In [20]:
!pip install transformers



### Load question answering and transformers


In [21]:
import torch
from transformers import BertForQuestionAnswering
from transformers import BertTokenizer

#Model
model = BertForQuestionAnswering.from_pretrained('bert-large-uncased-whole-word-masking-finetuned-squad')

#Tokenizer
tokenizer = BertTokenizer.from_pretrained('bert-large-uncased-whole-word-masking-finetuned-squad')


Note: The BertForQuestionAnswering class supports fine-tunning. We can fine-tune this model on our own dataset.

Create a QA example and use function encode_plus() to encode the example.

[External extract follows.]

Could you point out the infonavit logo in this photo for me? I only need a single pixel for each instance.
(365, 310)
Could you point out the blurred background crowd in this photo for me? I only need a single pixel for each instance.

The function encode_plus() returns a dictionary that contains input_ids, token_type_ids, and attention mask but we only need input_ids and token_type_ids for the QA task.

In [22]:
question = '''What is minimum spanning tree?'''

paragraph = ''' In computer science, Prim's algorithm is a greedy algorithm that finds a minimum spanning tree for a weighted undirected graph. 
                This means it finds a subset of the edges that forms a tree that includes every vertex, where the total weight of all the edges 
                in the tree is minimized.'''
            
encoding = tokenizer.encode_plus(text=question,text_pair=paragraph, add_special_tokens=True)

inputs = encoding['input_ids']  #Token embeddings
sentence_embedding = encoding['token_type_ids']  #Segment embeddings
tokens = tokenizer.convert_ids_to_tokens(inputs) #input tokens

Note: In the case of multiple QA examples, we’ll need to make all the vectors the same size by padding shorter sentences with the token id 0.

Run the QA example through the loaded model.

In [23]:
start_scores, end_scores = model(input_ids=torch.tensor([inputs]), token_type_ids=torch.tensor([sentence_embedding]))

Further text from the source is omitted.